During the storm, Pendleton Hill Brook in North Stonington had its highest flow in more than 50 years, measuring about 700 cubic feet per second (cfs) at Cherry Hill Road. The Yantic River in Norwich had its fourth largest flow in nearly 80 years (7,610 cfs) and exceeded the National Weather Service flood stage by 4 ft. The Quinebaug River in Jewett City had its fourth highest flow in more than 90 years (24,300 cfs)
“The peak flows in the Pendleton Hill Brook had about a 1 in 100 chance of being equaled or exceeded in any given year, ” said Elizabeth Ahearn of the USGS Connecticut Water Science Center. “The peak flows in the Yantic River and Quinebaug River had about a 1 in 25 chance of being equaled or exceeded in any given year;” Ahearn noted.
More than 7 inches of rain fell across southeast Connecticut, where many small rivers and streams exceeded their banks.
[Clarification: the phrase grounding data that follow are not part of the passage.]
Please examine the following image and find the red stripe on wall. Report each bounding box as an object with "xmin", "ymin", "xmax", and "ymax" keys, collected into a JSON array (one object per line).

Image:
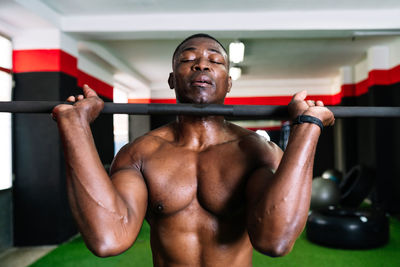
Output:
[
  {"xmin": 128, "ymin": 92, "xmax": 342, "ymax": 106},
  {"xmin": 12, "ymin": 49, "xmax": 113, "ymax": 100},
  {"xmin": 77, "ymin": 71, "xmax": 113, "ymax": 100},
  {"xmin": 12, "ymin": 49, "xmax": 77, "ymax": 77},
  {"xmin": 128, "ymin": 99, "xmax": 151, "ymax": 104},
  {"xmin": 225, "ymin": 94, "xmax": 341, "ymax": 105},
  {"xmin": 368, "ymin": 70, "xmax": 391, "ymax": 86},
  {"xmin": 150, "ymin": 99, "xmax": 177, "ymax": 104},
  {"xmin": 224, "ymin": 96, "xmax": 292, "ymax": 105},
  {"xmin": 128, "ymin": 98, "xmax": 176, "ymax": 104},
  {"xmin": 344, "ymin": 64, "xmax": 400, "ymax": 98},
  {"xmin": 354, "ymin": 79, "xmax": 369, "ymax": 97},
  {"xmin": 308, "ymin": 93, "xmax": 343, "ymax": 105},
  {"xmin": 389, "ymin": 65, "xmax": 400, "ymax": 84},
  {"xmin": 341, "ymin": 84, "xmax": 355, "ymax": 97}
]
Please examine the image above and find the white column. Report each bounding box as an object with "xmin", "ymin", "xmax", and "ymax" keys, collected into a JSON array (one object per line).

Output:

Prior to the March 29-30th storm, excessive rainfall from two other events had saturated the soils and raised river levels in most of the state.
The USGS operates a network of about 7500 streamgages throughout the U.S. Seventy streamgages are in Connecticut. The gages provide critical information within minutes to the National Weather Service, which relies on USGS data to issue flood warnings, and Connecticut Department of Homeland Security and Emergency Management, which alerts Town and Cities of river and coastal flooding.
During and after storms and floods, USGS hydrologic technicians also measure the flow and height of rivers and verify that gages are working properly.
Graphs and tables showing the real-time streamflow data for the last 120 days can be found on the web and historical periods of record and the annual peak flows collected at USGS gages in Connecticut also can be found on the web.